Read others’ reviews of Five Fingers for Marseilles here.

The weak drama unfolds the plot doggedly, without accumulating details or views of anything on show, whether the setting, the characters, the broad contexts of the story, or the ideas meant to be introduced to it. Does it matter which small town was chosen as the location of the fictitious Marseilles? Would it have been any different if it had been filmed at any one of the many dozens of other small towns surrounded by dry landscapes across the country? Is there anything at all that this specific location offered to the filmmakers’ vision? If so, it isn’t to be seen in their film. If not, should it not then be used to springboard more general ideas about the country at large? I didn’t come across these, either. The script introduces elements without developing them any further than the first subordinating conjunction of a basic character sketch or plot synopsis, without tightening the emotional tensions of the film, and without mapping out a perspective or context for it.
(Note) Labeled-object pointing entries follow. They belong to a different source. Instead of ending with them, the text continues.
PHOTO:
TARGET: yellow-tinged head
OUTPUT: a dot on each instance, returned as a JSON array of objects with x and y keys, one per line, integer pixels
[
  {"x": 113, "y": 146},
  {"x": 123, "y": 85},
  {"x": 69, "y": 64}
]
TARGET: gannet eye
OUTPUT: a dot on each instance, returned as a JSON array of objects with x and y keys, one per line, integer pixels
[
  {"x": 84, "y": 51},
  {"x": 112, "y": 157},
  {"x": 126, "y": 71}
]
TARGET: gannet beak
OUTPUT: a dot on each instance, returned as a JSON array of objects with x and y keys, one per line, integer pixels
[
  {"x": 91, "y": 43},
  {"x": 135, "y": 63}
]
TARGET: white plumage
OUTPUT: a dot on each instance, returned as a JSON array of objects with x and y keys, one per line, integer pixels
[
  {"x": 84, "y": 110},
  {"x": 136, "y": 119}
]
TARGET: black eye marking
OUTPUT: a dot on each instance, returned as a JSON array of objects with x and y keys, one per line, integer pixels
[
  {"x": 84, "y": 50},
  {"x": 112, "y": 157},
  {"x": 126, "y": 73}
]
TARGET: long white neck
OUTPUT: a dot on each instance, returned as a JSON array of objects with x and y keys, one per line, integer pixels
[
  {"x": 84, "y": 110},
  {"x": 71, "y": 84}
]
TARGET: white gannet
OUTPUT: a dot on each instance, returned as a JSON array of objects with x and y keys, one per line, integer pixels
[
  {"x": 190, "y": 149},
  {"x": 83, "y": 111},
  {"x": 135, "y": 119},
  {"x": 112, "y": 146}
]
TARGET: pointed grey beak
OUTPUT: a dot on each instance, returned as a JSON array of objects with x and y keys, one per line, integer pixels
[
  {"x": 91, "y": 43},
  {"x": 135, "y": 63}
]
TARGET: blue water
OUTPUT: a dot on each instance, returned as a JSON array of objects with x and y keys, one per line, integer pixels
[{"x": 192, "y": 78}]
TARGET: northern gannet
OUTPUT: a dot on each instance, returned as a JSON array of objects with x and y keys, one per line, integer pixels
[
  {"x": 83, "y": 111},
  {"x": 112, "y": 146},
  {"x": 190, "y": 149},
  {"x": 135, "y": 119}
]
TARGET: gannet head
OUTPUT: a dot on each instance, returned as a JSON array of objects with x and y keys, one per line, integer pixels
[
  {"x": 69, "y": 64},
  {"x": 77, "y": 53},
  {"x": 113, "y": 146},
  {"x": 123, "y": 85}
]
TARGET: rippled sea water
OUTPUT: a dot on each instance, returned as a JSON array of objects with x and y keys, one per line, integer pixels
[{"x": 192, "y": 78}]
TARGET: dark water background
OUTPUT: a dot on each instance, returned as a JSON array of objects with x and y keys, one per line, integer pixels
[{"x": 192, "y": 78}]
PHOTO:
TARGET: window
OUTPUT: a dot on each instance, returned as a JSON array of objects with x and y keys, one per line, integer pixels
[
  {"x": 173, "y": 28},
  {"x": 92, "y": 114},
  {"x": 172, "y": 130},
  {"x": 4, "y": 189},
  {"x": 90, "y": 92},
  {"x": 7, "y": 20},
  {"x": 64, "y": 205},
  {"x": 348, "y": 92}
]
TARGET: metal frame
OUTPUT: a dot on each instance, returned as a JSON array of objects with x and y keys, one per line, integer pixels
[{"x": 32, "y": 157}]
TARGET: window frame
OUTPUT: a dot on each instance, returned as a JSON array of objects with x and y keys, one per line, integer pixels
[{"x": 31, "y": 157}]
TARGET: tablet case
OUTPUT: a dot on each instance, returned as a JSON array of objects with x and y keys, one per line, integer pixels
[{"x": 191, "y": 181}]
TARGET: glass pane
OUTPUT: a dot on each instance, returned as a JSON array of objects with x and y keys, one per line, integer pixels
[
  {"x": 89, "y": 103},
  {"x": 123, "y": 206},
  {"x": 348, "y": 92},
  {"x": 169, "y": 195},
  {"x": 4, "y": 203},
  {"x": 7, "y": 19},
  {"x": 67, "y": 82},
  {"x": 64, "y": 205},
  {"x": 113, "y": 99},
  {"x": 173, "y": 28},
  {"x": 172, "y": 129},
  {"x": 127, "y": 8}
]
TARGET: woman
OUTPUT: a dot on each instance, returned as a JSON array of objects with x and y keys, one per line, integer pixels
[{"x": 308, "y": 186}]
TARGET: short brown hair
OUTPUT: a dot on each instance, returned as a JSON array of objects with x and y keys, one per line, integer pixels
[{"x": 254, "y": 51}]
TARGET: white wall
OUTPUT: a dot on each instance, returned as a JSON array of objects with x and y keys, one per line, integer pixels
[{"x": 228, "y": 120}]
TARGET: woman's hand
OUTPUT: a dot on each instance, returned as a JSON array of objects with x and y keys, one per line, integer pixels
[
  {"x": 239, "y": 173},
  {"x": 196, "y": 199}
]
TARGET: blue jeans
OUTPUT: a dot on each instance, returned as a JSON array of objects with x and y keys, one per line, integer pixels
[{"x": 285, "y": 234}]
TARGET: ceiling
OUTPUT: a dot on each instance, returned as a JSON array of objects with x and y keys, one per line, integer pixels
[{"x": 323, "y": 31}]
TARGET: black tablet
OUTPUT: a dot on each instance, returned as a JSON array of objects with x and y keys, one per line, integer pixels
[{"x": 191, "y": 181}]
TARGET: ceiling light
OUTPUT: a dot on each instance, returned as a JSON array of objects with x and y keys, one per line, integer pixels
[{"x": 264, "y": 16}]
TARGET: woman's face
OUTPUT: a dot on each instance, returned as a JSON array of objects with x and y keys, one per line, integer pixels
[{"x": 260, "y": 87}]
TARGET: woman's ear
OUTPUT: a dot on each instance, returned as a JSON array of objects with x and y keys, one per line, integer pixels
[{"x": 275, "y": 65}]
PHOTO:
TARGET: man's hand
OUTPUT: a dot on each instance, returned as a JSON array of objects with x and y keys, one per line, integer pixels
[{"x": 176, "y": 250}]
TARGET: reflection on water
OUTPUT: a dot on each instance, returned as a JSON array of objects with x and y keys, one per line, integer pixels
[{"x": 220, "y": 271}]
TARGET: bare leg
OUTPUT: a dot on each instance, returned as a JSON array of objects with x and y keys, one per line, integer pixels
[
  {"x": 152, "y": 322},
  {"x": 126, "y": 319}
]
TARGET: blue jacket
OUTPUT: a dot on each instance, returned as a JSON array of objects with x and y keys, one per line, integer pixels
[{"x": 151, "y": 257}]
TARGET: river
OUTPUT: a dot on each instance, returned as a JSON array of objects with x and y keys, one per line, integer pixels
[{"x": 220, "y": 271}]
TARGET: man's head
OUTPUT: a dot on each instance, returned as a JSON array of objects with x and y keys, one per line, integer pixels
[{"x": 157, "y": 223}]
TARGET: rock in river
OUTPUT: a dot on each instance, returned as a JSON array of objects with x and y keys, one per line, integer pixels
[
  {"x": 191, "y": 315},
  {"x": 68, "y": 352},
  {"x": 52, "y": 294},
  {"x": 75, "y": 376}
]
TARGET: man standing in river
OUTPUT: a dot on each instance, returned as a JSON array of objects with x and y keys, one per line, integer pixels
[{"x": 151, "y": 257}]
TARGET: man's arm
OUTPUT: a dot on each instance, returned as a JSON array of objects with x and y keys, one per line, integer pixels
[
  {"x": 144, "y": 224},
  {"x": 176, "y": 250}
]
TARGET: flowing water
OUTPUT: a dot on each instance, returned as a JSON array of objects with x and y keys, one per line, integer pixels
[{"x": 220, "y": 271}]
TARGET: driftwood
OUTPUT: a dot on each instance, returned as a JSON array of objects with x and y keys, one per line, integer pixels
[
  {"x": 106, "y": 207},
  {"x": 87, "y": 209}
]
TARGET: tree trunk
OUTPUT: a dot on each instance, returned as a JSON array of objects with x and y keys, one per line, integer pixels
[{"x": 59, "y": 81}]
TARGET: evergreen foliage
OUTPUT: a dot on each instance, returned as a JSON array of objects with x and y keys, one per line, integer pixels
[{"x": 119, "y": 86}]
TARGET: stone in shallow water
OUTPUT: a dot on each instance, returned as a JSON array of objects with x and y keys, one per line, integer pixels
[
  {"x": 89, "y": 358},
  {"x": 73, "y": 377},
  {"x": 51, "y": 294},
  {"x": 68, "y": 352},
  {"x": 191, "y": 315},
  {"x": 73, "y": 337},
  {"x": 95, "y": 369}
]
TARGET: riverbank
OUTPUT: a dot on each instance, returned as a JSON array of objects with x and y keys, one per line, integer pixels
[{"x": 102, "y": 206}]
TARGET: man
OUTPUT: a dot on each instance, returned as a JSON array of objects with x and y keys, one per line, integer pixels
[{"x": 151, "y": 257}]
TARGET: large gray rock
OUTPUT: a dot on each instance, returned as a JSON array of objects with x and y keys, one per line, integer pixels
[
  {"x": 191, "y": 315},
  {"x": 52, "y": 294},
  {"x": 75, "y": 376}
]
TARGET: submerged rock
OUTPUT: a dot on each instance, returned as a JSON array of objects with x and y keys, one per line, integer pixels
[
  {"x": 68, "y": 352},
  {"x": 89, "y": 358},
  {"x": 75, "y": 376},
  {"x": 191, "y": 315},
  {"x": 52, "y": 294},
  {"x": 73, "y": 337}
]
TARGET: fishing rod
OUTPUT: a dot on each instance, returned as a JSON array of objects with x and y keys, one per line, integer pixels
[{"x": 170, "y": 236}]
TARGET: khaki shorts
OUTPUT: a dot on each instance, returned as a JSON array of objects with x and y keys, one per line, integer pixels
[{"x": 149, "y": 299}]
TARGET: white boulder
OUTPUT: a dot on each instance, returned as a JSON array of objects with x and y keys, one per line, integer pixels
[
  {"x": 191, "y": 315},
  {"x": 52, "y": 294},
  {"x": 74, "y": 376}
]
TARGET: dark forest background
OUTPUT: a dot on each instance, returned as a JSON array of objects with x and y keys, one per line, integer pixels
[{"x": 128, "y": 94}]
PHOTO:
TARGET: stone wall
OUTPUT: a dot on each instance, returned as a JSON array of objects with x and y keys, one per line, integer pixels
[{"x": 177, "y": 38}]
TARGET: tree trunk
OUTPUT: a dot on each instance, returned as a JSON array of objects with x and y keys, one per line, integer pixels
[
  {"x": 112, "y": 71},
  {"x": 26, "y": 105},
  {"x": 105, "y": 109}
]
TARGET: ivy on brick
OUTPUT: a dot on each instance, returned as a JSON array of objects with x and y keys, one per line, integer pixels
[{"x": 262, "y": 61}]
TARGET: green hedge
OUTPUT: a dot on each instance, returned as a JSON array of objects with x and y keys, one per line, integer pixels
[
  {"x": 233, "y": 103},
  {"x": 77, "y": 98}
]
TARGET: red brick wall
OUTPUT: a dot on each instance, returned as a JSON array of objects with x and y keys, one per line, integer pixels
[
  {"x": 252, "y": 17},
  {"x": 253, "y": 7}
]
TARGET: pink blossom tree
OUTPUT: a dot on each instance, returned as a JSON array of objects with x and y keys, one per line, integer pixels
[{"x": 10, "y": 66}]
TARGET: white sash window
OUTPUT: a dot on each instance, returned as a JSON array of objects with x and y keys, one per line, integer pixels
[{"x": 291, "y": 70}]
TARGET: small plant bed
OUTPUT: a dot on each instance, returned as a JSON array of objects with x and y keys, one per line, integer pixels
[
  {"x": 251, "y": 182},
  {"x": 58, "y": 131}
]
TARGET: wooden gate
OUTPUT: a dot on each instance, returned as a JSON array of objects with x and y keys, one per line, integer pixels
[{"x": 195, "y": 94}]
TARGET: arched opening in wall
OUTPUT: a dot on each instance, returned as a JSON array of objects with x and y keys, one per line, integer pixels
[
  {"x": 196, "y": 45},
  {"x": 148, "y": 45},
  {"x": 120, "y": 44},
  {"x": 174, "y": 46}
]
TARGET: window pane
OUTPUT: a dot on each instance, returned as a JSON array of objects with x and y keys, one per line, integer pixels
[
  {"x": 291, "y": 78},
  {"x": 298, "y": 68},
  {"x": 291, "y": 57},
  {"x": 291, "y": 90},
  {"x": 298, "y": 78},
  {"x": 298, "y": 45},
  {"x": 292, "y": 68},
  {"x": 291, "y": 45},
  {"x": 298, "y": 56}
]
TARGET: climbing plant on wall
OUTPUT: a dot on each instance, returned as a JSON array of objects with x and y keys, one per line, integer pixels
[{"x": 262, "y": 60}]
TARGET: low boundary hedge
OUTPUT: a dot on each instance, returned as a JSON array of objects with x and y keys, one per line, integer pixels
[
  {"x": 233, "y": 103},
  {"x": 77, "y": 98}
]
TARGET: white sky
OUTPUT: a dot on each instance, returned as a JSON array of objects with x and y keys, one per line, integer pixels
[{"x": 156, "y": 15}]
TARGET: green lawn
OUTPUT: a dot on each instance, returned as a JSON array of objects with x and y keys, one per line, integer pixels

Avoiding spoilers, the resolution of the drama renders pretty much all of what came before inconsequential and insignificant. It wastes the resources of a hard-working cast of dedicated actors, who fixed their grim facial expressions in place for the entirety of the shoot, as well as the location scouts who went to great lengths to find the appropriately harsh and windswept natural settings.

Friday, 6 April 2018

Critic’s-Eye View: “Five Fingers for Marseilles”

A new Sesotho-language South Africa film, Five Fingers for Marseilles, opens today in local theatres. Much has been made on social media about the fact that it’s a western, updated and translated to a contemporary South African context, and it’s been sufficiently hyped by pundits and publicists to draw the attention of South African moviegoers. Here’s hoping for significant commercial successes.

Read The Back Row’s review of Five Fingers for Marseilles here.

Nikita Coetzee reviewed Five Fingers for Marseilles for the entertainment site Channel24, awarding it four stars out of five, and writing that she

struggled to imagine what a South African western would look like — in my mind picturing clichés like tumbleweeds, cowboy boots, and a sheriff who makes it known that he is in charger around these parts. Thankfully, I found none of that. The creators of this film did a fantastic job taking what many expect a western to be, and flipping it on its head. While there were still many elements of the classic western film, Five Fingers for Marseilles is so uniquely South African that midway through I stopped looking for the things that made it a western, and started looking out for the things that made it a good film.
That being said, if breathtaking cinematography is what you’re after, then this movie is definitely for you. Filmed in the Eastern Cape, it boasts beautiful visuals that are enough to keep the eyes of someone with a short attention span like myself entertained. In fact, had it not been for the amazing imagery, I may have found myself staring at my watch a few times as the slow pace of the film caused my mind to wander every now and again.